Ashwini Gangal
Digital

Are we dealing with way too much video content?

There is just so much video content available online that viewers are struggling to find what they actually want. How can they best be guided?

In a recent interview, Shailesh Kapoor, founder and CEO of media consultancy Ormax Media said to me, "... the concern with too much content is - too much mediocre content. Earlier we had 100 units of content of which 10 were good. Now we have 1,000 units, but still only 10 are good. Because of so much content, the longtail becomes really weak."

Whether one agrees with Shailesh or not, fact is there's more content out there than we know what to do with. India has more than 35 OTT apps, of which 10-15 have huge numbers. At vdonxt asia 2019, Vanita Kohli-Khandekar, contributing editor, Business Standard, spoke to a few experts about the odd challenge the online video world is both facing and posing - namely, the problem of plenty.

Are we dealing with way too much video content?
Jay Lin

Jay Lin, founder and managing director of Taiwan-based Portico Media, a content production/aggregation and channel distribution company, said, "There definitely is an abundance of content. (It's important) to build genres of content that we can then build communities (around)... a sustainable, constantly returning community..."

That's the reason Jay has been focusing on LGBT-themed content, through a specialised OTT service called GagaOOlala, that is designed to cater to audiences from the LGBT community. To help build the community around this online video platform, Jay has also created two specialised digital publications, LalaTai and GagaTai, with articles, videos and YouTube collaborations, specifically targeted at gay and lesbian readers/viewers. About 30-40 per cent of GagaOOlala's traffic comes from these two websites.

Are we dealing with way too much video content?
Nishant Radia

Disagreeing with the notion of 'too much content', and the related problem of plenty, Nishant Radia, co-founder and CMO, Vidooly, stated, "Maybe there's a lot of similar content doing the rounds. There are many niches that people are searching for and that are not there... there's a lot of scope for creating more content..."

Nishant also spoke about how content creators and video platforms can optimise their content discoverability by using the right keywords, because that's how people search for content - 'search' is the operative word here. In the OTT space in India, outside of basic tagging and title recommendations, "no one is investing too much in tech; we (platforms) need to invest more in those recommendation engines."

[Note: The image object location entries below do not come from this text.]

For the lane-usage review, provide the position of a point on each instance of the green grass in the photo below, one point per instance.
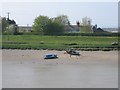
(58, 42)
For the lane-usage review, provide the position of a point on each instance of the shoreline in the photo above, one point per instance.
(28, 69)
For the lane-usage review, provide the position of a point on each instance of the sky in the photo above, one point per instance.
(104, 14)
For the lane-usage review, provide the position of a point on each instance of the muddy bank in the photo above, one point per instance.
(28, 69)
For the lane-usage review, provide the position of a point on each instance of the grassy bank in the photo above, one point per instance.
(58, 42)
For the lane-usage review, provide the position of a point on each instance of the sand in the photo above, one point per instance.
(28, 69)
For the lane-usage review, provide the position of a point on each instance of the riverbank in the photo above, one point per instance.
(28, 69)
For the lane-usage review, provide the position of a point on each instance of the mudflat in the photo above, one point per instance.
(28, 69)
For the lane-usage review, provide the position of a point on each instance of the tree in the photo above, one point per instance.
(86, 25)
(62, 19)
(4, 24)
(54, 28)
(50, 26)
(40, 23)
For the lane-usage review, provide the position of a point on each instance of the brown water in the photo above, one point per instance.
(83, 74)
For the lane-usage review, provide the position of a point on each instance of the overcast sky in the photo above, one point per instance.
(105, 14)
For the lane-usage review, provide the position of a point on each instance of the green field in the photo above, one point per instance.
(58, 42)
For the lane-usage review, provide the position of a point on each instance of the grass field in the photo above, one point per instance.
(58, 42)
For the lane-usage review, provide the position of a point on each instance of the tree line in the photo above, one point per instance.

Are we dealing with way too much video content?
Hiren Gada

Hiren Gada, CEO, Shemaroo Entertainment, who has about 3,500 films and close to 5,000 hours of non-film content in his library, and 90 million monthly active users, said, "It's about identifying what kind of consumer need you're looking at... there's a tremendous amount of programming and curation that happens. You have to build a destination to get interested audiences to come; then, it's an impulse category."

While on the subject of content discoverability, session moderator Vanita brought up the roles that technology and AI versus actual "human editing" play in the content recommendation systems that platforms like Netflix and Amazon appear to have in place. The latter would involve really understanding the consumer and her choices at a level that's not shallow.

Her question is a pertinent one; in a recent TED interview, event curator Chris Anderson spoke to cognitive psychologist Daniel Kahneman about algorithms that are designed to drive what we see, and choose from, online. "People building algorithms have good intent, they think they're operating for human choice, but that's a naive view... they haven't read you..." said Chris in that conversation.

Are we dealing with way too much video content?
L to R - Vanita Kohli-Khandekar, Nishant Radia, Hiren Gada, Jay Lin.jpg

Portico's Jay conceded that there's ample room to perfect the way recommendation engines work today. To him, the solution lies in tracking and understanding each individual user better, something his team uses social media and programmatic marketing for. The implications of this certainly change in the context of AVOD versus SVOD platforms, agreed the panelists. And seeing as how the latter is a no-data sharing zone at the moment, how best can one craft marketing strategies that aid content discovery on these kinds of platforms? We don't know yet.

The panel also discussed the role packaging plays in the discoverability of content, something Shemaroo's Hiren thinks is extremely important for "generic platforms" that have a heterogeneous target audience pool.